Y Combinator-Backed InstallMonetizer Is A Selective Ad Network For Desktop - dmoney67
http://techcrunch.com/2013/01/14/y-combinator-backed-installmonetizer-is-a-selective-ad-network-for-desktop-software/

======
patio11
For those who were unaware this market existed: if you hypothetically
distributed a downloadable application, you'd be bored to tears of sales reps
(or spambots) from Pay Per Install advertising companies attempting to sign
you up for their platform. The going rate was about $1 a download (n.b. that
figure is very outdated -- probably less these days). This is -- again, not
talking about the YC company here -- for encouraging customers to either
change their search engine provider to one who pays the PPI network, install a
toolbar in their browser or desktop which either shows ads or gets searches
(more commonly), or just going ahead and rooting the user.

I'll confess that I haven't always been a model of politeness when responding
to these sales pitches.

This is one of the many, many avenues on the Internet advertising chain by
which billions of dollars is transferred between large, publicly well-regarded
companies and six layers of intermediaries and... folks who the large, well-
regarded companies would never, ever, ever do business with.

------
lukeholder
I am sure everyone has had a slimy experience with desktop applications
(usually windows based) sneaking or including advertising. I for sure have
spent way too much time cleaning adware off family computers.

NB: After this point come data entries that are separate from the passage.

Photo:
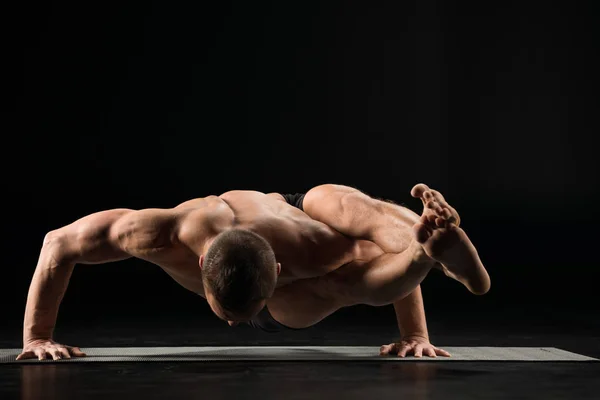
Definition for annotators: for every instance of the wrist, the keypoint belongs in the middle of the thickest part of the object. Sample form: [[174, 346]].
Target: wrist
[[415, 335]]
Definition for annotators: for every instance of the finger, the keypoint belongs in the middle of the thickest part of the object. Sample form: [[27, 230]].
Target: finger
[[429, 352], [76, 352], [403, 350], [389, 349], [418, 352], [446, 214], [418, 190], [25, 355], [442, 352], [54, 353], [64, 352], [40, 353]]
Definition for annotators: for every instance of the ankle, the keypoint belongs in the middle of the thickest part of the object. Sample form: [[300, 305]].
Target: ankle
[[419, 255]]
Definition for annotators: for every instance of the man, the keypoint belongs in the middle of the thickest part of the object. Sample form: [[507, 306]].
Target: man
[[274, 261]]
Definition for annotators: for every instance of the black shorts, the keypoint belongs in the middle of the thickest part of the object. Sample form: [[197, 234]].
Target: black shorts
[[296, 200], [264, 320]]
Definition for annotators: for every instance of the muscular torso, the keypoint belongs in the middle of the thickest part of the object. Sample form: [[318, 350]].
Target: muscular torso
[[175, 238]]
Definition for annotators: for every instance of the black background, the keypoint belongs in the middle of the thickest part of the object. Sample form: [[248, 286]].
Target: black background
[[150, 104]]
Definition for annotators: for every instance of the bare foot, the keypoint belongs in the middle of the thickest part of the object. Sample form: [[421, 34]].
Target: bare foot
[[446, 243]]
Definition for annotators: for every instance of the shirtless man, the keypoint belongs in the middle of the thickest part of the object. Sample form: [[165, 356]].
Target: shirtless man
[[273, 261]]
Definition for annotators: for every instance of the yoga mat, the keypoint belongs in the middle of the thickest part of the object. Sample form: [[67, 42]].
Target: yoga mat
[[304, 353]]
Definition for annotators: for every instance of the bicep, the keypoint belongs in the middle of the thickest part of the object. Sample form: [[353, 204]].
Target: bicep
[[89, 240]]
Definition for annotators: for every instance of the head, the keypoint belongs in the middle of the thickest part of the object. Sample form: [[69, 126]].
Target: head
[[239, 273]]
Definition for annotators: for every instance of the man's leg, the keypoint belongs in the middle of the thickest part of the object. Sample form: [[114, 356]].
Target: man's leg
[[378, 282]]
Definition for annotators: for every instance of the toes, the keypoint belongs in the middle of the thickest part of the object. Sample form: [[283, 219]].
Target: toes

My comment about this startup would be: "what makes you any different, other
than your promise to keep it professional and clean from the junk" - because
its a slippery slope and %99 of the time the users won't know the difference
between your ads and the slimy ones.

------
markkat
_“We looked really really hard to find legitimate sources of income [from free
downloads],”_

Don't?

In all seriousness, should a source of income from hosting free downloads
exist? The very nature of the consumer's expectations is why it is so hard to
find a legitimate source of income. If you can't make it work without
deception, then don't host free downloads.

This is a problem with free software. It's free to make, free to use, but has
a distribution cost.